The Brewers carry some big bats as well, most notably in the aforementioned Prince Fielder, left-fielder Ryan Braun, right-fielder Corey Hart and second baseman Rickie Weeks, who flourished in 2010 when finally able to play an injury-free season.  Yovani Gallardo will lead the starting rotation at the start of the season while Greinke recovers from a rib injury.  John Axford looks set to continue as the Brewers’ closer after taking over the role during the 2010 season from legendary closer Trevor Hoffman, who retired in the offseason as the all-time saves leader.

The Cubs need left-fielder Alfonso Soriano and third baseman Aramis Ramirez to live up to their reputations and salaries this year if the team is to challenge for a playoff place.  They also need volatile starting pitcher Carlos Zambrano to continue his calm and collected ways from the tail-end of 2010.  Fans of exciting young shortstops should keep an eye on Starlin Castro.  He impressed as a rookie in 2010 and has star-potential.

Wandy Rodriguez and Brett Myers fron the Astros’ pitching staff, with left-fielder Carlos Lee, right-fielder Hunter Pence and the speedster centre-fielder Michael Bourne leading the offence.  Amid all the gloom in Pittsburgh, centre fielder Andrew McCutchen is the shining light. Left-fielder Jose Tabata, third baseman Pedro Alvarez and second baseman Neil Walker are other young players that may help the Pirates out of the mire in the next couple of years.


There has been a 50 per cent turnover in the NL Central managerial stakes.  Mike Quade took over in Chicago on an interim basis for the final 37 games of the 2010 season after Lou Piniella’s retirement and he is now in charge full-time.  Ron Roenicke makes his MLB managerial debut with the Brewers, while former Rockies manager Clint Hurdle is the new man at the helm in Pittsburgh.  Dusty Baker (Reds),  Tony La Russa (Cardinals) and Brad Mills (Astros) remain at their respective clubs.
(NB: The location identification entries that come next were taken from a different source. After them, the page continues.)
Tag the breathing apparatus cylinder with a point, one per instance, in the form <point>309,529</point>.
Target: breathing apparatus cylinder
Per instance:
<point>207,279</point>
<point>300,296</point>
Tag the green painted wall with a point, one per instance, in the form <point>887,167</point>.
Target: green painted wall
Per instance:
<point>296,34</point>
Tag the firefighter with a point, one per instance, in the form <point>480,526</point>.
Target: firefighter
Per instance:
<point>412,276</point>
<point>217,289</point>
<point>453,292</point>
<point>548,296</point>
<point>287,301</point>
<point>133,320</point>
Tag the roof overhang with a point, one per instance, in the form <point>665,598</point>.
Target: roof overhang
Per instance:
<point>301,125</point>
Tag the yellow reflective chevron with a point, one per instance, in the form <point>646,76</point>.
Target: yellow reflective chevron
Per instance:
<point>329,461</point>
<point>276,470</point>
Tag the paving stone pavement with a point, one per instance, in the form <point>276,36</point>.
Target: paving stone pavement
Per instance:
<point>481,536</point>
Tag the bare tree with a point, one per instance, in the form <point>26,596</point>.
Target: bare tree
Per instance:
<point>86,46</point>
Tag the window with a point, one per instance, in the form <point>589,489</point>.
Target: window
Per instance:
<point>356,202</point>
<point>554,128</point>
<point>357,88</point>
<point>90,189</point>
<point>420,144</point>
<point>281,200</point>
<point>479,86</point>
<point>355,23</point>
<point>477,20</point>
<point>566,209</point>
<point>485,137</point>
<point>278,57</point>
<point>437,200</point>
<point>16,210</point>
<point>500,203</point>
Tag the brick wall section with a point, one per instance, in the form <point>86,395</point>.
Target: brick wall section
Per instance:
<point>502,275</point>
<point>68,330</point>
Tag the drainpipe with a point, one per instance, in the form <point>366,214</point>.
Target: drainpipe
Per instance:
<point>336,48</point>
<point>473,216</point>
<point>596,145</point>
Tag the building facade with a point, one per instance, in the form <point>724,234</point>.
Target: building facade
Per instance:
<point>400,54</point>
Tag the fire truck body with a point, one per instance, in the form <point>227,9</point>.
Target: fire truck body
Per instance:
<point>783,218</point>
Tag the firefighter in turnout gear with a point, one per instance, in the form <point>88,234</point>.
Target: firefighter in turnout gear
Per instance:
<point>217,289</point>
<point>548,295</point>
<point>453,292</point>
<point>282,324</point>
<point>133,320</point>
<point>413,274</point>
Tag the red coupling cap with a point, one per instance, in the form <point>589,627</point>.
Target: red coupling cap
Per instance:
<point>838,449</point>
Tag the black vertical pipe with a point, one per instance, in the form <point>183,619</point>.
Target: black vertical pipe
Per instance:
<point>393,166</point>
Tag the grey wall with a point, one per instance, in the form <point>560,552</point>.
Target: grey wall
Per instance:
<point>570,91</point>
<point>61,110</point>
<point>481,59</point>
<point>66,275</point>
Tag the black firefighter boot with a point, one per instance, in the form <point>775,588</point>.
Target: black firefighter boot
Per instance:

Should be: Reds, Brewers, Cardinals

Could be: Cubs

Won’t be: Astros, Pirates.

The Reds remain strong and are the team to beat.  The Brewers have made some good additions, but the early loss of Greinke could hurt them in the end.  The Cardinals’ fortunes will depend on how they cope without Wainwright, while the Cubs could come into play if key players have strong years.